IS it too much of a stretch to say lawn bowls has had a healing effect on Mt Xavier’s John Maher?
Perhaps, but it is true to say that it has resurrected his love of competitive sport.
Maher, who describes himself as a very keen competitor in anything he undertakes, gave up playing sport entirely for a decade following a nasty car crash.
Now 62, Maher credits bowls with a return to team competiton.
“My uncle Bill Squire introduced me to bowls at Mt Xavier about 11 years ago when I moved back from Bendigo to Ballarat,” Maher said.
“I’d always played football and cricket, and had coached cricket since I was 22 years old both here and in Bendigo.
“At age 42 I had a serious car crash and hurt my back. So from that day until I was 52 I hadn’t played any sport because of the pain.
“I started in division six and was lucky enough to play in a winning pennant grand final in his first year.
“I found I was able to play bowls because it is a relatively sedate sport. I’ve had to modify my action but I can still play.”
Maher obviously plays well enough to be a division one skipper in a Mt Xavier side that sits top of the table, ahead of a clash tomorrow against BMS.
“In every sport I play I always wanted to be the best player I could be,” he says.
“I played firsts footy for Ballarat and played A-grade cricket for Ballarat-Redan.
Maher takes pride in the fact he was a member of Mt Xavier’s first ever division one premiership.
He is also on selection committee as the X-men work towards their goal of breaking into Ballarat Geelong premier division and then staying there.
“I was on selection committee the year we won division one and I’m on the selection comittee again,” Maher said. “I think it would be great for the prestige of the club (to get into and stay in premier division).
“Apart from Daylesford I think Mt Xavier is the most picturesque club in the region. The other thing is I play with and meet so many terrific people on the bowling green.
“I thought my sport was finished with my bad back and I had never considered lawn bowls, so I am very pleased Bill telephoned me and offered me the opportunity.”
Maher’s other passion, apart from bowls, is road safety.
Sadly his experience of road trauma is not limited to his own car crash 20 years ago, which is why Maher is an advocate for educating young drivers.

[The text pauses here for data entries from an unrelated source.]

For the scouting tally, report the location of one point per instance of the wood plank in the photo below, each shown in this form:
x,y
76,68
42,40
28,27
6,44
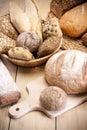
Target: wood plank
x,y
75,119
34,120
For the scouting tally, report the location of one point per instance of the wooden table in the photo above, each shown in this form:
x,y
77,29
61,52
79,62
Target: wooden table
x,y
75,119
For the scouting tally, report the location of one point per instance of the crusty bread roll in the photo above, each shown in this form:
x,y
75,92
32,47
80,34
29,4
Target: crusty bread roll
x,y
6,43
29,40
74,21
20,53
19,19
53,98
49,46
51,27
84,39
59,7
32,12
7,28
68,70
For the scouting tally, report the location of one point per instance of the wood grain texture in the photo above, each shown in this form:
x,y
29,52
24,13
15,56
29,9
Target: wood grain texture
x,y
75,119
34,120
4,118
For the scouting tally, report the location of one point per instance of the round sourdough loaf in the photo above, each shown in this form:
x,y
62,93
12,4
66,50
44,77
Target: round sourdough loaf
x,y
53,98
68,70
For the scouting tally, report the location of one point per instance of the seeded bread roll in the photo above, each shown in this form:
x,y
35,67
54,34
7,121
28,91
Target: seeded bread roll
x,y
74,21
49,46
68,70
53,98
84,39
20,53
6,43
29,40
59,7
51,28
7,28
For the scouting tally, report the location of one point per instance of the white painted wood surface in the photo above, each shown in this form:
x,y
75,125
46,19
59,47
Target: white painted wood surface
x,y
75,119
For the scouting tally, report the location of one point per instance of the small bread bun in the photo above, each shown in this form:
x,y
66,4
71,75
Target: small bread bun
x,y
68,70
29,40
20,53
53,98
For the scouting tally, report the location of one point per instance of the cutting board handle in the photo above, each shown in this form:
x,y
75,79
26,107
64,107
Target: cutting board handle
x,y
20,109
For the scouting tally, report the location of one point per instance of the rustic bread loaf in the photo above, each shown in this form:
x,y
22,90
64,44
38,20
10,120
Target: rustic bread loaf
x,y
49,46
68,70
29,40
51,27
53,98
19,19
7,28
20,53
9,92
69,43
59,7
74,22
31,9
6,43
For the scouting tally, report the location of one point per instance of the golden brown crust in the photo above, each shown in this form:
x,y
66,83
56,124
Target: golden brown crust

“We lost Carmen who was the youngest of my four girls in a car crash 17 years ago,” Maher recalls. “She was 18 years old and went to sleep at the wheel. She had only had her licence for three months.
“When I had my car accident an 18-year old girl lost control and rolled a four-wheel-drive her dad had bought her to keep her safe.
“I now give talks at secondary colleges. I think everyone who has driven a car has driven tired, which is so dangerous.”